At the same time I began to feel wonderful. I felt strong and good. I felt like I understood everything, I felt like I even understood the sidewalk, in a way I had never realized before.

But, most of all, I decided to smoke another cigarette. So I went into the house and stole another pack. I went up to the corner and stood by the mailbox and lit up. I was careful not to inhale too much at one time, and, sure enough, I felt dizzy and sick again, but it didn’t bother me so much, since I was expecting it.

I looked at the sidewalk, and thought about how, like a continuous ribbon, it wandered about and connected all the different sections of the city, and I set out in the night to follow it. I would walk to a corner, and not decide which direction to go until the very last instant, either to go straight, to the left or to the right. I walked for two hours, with my collar up and my head down while the wind blew first into my face, then against my back, and then again into my face again, for, as I said before, it was the edge of a hurricane that night.

After that, somehow, I became a different person. I have been smoking for two years already, and nobody knows about it. I am not a heavy smoker however, half a pack a week is my limit.”
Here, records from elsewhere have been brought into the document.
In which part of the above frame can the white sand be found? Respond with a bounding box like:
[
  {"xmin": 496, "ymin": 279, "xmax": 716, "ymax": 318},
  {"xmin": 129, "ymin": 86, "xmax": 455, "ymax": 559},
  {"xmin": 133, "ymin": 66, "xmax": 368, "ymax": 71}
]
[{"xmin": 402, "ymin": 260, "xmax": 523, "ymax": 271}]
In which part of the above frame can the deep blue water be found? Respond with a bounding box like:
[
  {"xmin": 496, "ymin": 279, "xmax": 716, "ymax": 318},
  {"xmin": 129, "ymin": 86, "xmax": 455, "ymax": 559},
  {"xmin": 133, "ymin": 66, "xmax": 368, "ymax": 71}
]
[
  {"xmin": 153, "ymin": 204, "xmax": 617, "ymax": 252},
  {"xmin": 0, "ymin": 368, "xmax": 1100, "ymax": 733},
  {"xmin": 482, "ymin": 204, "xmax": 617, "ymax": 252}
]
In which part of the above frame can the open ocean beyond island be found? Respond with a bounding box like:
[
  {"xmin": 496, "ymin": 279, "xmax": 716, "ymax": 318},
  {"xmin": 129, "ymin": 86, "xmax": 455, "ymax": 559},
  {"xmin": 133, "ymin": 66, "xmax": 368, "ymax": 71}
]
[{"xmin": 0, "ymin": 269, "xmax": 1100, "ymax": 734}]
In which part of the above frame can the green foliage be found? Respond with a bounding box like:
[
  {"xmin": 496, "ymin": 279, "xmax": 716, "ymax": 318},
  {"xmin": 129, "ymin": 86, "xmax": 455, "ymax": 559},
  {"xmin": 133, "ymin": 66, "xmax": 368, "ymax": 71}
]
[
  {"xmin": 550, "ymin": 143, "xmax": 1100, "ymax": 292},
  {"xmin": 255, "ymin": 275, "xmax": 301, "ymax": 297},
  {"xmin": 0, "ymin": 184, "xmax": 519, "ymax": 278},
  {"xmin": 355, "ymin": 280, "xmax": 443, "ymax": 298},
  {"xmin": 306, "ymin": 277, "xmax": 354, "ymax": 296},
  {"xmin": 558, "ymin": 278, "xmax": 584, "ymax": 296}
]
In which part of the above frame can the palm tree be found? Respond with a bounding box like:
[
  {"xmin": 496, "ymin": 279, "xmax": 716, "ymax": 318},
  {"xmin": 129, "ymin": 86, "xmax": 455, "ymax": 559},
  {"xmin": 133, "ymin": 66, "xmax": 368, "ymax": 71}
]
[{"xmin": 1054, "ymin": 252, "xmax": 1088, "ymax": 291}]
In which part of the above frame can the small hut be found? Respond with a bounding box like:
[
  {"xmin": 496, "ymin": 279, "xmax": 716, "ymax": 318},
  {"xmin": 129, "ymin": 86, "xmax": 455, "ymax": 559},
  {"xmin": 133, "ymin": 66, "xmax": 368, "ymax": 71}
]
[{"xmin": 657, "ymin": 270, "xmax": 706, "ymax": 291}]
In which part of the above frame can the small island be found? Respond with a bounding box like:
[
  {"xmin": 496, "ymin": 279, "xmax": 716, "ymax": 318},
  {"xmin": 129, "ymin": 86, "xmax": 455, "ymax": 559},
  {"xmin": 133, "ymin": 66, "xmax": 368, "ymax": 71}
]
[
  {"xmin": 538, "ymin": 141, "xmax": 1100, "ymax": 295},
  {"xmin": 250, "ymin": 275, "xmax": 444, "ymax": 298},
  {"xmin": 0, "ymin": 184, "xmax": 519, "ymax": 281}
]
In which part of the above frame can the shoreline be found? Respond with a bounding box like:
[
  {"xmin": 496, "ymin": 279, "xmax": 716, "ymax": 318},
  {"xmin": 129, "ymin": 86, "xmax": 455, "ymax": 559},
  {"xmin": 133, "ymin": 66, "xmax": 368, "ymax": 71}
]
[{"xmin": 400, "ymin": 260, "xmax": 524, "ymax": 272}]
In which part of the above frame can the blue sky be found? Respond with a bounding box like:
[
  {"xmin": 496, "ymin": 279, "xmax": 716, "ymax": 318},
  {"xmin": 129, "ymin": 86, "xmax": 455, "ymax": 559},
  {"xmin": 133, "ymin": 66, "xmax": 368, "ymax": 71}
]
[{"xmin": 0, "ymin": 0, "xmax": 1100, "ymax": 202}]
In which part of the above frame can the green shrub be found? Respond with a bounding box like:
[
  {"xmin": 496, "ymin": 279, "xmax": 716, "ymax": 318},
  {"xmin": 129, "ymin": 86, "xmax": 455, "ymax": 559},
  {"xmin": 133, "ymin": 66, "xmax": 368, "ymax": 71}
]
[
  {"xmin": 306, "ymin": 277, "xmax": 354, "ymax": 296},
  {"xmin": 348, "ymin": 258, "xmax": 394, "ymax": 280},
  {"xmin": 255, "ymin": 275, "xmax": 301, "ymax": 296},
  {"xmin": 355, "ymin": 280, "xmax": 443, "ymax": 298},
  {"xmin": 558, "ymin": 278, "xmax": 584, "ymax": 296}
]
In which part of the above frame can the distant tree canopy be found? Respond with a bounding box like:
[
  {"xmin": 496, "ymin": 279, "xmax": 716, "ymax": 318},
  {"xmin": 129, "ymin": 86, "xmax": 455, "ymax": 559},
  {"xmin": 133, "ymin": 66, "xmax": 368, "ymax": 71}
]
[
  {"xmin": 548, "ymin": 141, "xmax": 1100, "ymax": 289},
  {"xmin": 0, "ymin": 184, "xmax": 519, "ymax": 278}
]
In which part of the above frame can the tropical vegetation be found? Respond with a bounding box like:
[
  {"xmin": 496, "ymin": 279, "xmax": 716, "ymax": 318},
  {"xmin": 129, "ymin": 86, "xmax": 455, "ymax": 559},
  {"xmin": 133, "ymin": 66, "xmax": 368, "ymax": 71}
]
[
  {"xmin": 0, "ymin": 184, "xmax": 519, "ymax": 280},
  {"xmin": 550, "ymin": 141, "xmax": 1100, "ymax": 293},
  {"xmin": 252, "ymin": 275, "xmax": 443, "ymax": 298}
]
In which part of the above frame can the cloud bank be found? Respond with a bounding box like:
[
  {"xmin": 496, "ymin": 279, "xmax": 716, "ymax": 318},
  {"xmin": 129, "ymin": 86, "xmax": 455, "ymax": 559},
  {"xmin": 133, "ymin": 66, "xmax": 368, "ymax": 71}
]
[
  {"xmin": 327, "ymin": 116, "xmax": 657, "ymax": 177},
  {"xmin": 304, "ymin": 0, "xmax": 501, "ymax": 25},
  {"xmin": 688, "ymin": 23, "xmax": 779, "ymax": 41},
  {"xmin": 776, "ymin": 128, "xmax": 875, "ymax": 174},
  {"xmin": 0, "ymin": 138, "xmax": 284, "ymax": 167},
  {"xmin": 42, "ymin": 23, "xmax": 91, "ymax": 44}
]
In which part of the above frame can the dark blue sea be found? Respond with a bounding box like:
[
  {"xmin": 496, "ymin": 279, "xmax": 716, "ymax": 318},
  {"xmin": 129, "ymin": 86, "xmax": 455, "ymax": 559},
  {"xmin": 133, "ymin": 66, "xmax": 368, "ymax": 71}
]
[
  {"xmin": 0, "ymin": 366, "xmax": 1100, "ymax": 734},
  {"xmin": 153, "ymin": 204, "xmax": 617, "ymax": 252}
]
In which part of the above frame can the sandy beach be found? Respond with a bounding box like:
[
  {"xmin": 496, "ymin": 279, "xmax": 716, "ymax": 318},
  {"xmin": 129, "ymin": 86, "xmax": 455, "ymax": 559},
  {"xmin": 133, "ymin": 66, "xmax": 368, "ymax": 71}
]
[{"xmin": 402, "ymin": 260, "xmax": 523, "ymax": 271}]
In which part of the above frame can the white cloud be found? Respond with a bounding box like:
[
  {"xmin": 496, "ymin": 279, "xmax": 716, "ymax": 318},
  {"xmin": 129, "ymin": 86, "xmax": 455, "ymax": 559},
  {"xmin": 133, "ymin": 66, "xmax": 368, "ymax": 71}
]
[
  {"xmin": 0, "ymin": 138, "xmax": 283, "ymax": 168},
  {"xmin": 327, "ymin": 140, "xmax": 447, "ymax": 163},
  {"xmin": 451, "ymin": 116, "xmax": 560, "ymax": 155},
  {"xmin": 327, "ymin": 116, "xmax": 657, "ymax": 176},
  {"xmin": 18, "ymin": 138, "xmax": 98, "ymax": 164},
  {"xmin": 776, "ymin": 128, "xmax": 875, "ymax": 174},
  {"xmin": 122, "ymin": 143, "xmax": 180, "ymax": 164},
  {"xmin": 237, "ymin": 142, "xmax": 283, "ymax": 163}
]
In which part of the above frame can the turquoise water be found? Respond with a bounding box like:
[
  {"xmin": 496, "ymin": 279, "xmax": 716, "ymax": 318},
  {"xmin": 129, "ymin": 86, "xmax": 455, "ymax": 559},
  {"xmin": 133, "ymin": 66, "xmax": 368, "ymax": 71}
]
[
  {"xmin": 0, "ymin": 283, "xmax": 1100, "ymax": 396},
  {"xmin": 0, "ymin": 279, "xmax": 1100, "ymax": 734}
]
My substitute art teacher found nothing to laugh about that afternoon as we sat talking in her kitchen. I could see myself that it was not exactly a funny story, and fell more into the category of the confession of a crime. Like a confession to a person who might only not find fault, but even absolve you of guilt, and even go further and cheer you on in your aberrant behavior.

But Hanna was after something darker, and once I had finished my funny story, she again asked me about the death of my Dad. Again I refused, and to change the subject said I wanted to tell her about the art collection in my house, but it would have to wait for the following Saturday, after the lawn was done.